Entregar Todo y Solo Desear a Hakk
Para un verdadero amante y conocedor, esperar el paraíso o los rangos espirituales como recompensa por sus actos de adoración y sacrificios es incluso una gran deficiencia. El objetivo es mucho más sublime: ¡Solo la Esencia (Zât) de Allah! El grito: “Que el ego, la propiedad, el paraíso sean tuyos. Que todo lo demás sea tuyo; danos Tu Esencia. No deseamos nada más”, es la voz interior del verdadero conocedor del Tawakkul (entrega). Las bellezas y los pabellones del Paraíso, incluso si no contienen “el agrado y la visión de Allah”, son como una prisión para esos amantes perfectos. Es el comercio más sensato pedir al dueño de la casa en lugar de la casa.

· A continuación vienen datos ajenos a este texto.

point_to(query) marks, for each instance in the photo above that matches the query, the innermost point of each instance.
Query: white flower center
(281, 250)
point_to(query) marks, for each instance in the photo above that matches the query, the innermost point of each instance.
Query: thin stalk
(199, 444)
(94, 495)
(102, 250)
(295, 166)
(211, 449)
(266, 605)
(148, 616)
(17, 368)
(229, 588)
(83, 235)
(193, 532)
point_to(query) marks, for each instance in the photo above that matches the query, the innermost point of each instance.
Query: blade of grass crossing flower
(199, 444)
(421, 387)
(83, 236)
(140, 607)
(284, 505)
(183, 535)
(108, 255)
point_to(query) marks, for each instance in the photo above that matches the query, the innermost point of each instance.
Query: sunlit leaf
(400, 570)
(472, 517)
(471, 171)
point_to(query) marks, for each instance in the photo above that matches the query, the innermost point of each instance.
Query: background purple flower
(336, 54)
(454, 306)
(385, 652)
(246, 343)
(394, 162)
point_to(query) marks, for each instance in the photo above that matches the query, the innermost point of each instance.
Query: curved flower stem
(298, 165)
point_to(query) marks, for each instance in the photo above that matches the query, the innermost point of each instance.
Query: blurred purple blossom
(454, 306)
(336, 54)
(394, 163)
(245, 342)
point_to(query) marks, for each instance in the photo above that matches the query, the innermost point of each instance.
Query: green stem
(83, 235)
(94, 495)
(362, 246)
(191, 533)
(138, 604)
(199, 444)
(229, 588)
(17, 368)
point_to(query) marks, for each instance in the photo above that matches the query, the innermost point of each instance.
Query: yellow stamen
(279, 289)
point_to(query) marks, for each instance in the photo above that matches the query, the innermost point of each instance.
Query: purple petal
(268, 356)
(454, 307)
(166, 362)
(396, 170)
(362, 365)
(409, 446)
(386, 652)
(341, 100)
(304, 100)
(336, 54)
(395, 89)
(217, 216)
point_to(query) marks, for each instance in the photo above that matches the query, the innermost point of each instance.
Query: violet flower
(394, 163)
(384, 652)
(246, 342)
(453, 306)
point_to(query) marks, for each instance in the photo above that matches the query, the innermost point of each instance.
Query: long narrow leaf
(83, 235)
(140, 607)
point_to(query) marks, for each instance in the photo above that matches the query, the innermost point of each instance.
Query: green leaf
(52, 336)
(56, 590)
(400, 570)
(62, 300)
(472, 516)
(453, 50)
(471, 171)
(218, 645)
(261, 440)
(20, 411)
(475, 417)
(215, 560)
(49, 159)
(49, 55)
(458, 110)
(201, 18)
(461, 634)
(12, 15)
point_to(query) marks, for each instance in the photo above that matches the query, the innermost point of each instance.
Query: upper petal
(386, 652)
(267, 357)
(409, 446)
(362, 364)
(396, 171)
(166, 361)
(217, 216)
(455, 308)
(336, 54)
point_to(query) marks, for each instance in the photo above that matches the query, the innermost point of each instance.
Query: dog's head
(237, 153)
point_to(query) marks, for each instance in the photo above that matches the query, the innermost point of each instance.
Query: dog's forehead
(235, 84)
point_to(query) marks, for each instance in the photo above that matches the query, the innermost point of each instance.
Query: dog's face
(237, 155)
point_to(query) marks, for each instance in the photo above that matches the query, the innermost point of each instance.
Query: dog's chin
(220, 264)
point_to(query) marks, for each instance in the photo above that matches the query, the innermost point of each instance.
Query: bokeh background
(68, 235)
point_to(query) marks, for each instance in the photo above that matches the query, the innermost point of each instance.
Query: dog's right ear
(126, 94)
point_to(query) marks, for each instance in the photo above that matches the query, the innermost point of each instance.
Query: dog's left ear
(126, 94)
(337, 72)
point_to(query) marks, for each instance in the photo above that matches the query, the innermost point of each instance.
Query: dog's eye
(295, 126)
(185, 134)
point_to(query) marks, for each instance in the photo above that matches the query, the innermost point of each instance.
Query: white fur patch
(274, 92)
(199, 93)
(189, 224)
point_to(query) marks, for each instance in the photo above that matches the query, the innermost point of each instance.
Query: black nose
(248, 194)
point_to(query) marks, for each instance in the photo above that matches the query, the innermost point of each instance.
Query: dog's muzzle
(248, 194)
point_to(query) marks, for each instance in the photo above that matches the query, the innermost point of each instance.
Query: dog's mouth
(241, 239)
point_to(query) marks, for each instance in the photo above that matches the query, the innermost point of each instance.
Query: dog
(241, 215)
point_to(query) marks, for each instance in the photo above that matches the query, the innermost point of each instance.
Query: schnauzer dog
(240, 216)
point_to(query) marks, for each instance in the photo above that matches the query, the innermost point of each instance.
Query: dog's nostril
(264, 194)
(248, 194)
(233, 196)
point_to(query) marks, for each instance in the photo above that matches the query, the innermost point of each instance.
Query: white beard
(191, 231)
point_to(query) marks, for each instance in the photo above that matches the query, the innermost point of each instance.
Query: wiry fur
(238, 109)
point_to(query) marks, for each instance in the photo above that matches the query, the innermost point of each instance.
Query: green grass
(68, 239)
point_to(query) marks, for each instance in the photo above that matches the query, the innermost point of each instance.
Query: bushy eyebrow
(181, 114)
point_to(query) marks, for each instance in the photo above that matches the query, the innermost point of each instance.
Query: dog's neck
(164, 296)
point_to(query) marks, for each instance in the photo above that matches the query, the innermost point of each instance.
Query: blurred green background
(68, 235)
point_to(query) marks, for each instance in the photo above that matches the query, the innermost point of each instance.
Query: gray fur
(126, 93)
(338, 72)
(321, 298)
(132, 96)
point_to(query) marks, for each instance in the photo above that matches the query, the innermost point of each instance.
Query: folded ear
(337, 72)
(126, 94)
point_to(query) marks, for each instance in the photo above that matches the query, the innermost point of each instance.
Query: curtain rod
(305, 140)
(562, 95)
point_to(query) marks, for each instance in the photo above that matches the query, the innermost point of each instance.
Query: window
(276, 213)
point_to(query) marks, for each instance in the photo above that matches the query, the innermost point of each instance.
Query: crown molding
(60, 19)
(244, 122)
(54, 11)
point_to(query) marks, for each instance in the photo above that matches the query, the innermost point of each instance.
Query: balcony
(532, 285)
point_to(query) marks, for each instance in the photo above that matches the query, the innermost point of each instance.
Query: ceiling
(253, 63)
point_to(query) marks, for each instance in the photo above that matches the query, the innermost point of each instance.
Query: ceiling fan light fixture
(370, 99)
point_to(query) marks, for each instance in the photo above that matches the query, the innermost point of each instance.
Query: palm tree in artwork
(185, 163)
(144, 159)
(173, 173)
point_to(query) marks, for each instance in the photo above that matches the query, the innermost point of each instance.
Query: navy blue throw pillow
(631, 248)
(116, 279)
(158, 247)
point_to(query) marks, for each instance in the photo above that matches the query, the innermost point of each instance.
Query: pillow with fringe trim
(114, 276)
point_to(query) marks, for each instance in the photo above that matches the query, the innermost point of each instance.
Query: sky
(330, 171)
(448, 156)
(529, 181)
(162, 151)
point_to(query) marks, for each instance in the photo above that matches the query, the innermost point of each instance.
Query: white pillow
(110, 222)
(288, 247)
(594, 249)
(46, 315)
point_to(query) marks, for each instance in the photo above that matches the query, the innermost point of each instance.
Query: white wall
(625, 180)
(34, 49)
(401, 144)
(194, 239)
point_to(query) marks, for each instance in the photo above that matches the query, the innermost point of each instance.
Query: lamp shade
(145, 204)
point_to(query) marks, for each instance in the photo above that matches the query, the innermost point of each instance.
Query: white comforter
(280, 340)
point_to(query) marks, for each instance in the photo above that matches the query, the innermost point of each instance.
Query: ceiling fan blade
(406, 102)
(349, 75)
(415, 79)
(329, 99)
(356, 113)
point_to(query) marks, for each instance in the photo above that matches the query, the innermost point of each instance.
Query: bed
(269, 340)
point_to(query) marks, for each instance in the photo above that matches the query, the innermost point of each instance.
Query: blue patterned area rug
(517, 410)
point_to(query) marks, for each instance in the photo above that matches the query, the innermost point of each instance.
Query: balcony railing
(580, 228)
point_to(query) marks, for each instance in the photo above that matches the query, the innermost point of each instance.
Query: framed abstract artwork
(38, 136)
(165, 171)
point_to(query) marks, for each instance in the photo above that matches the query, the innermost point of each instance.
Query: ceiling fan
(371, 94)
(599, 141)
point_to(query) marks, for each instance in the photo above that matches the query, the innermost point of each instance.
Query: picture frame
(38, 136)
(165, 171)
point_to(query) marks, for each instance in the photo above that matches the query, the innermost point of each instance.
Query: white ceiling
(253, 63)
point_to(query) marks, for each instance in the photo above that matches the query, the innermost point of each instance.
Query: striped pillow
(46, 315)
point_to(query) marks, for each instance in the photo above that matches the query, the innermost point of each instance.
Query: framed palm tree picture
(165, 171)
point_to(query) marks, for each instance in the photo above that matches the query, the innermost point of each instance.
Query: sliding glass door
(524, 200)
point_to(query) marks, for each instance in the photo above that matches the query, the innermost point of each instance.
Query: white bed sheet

La Verdadera Propiedad del Reino del Mundo y del Más Allá
Quien gasta (infaca) todo lo que posee por complacer a Allah, su ego, sus ambiciones y todo aquello que tiene, en realidad no pierde nada; al contrario, se convierte en el verdadero amo del universo. Geylânî (que Allah le conceda paz) revela este secreto de la siguiente manera: “Si deseas el reino en el mundo y en el Más Allá, gasta toda tu existencia en el camino de Allah. En ese momento, serás un emir (líder) y un rais (jefe)”. El siervo que se despoja de su egoísmo se viste con la ropa de poder de Hakk. Quien sacrifica lo transitorio gana lo eterno y alcanza una inmensa soberanía espiritual (riqueza espiritual) en ambos mundos, envidiada por los ángeles y las criaturas.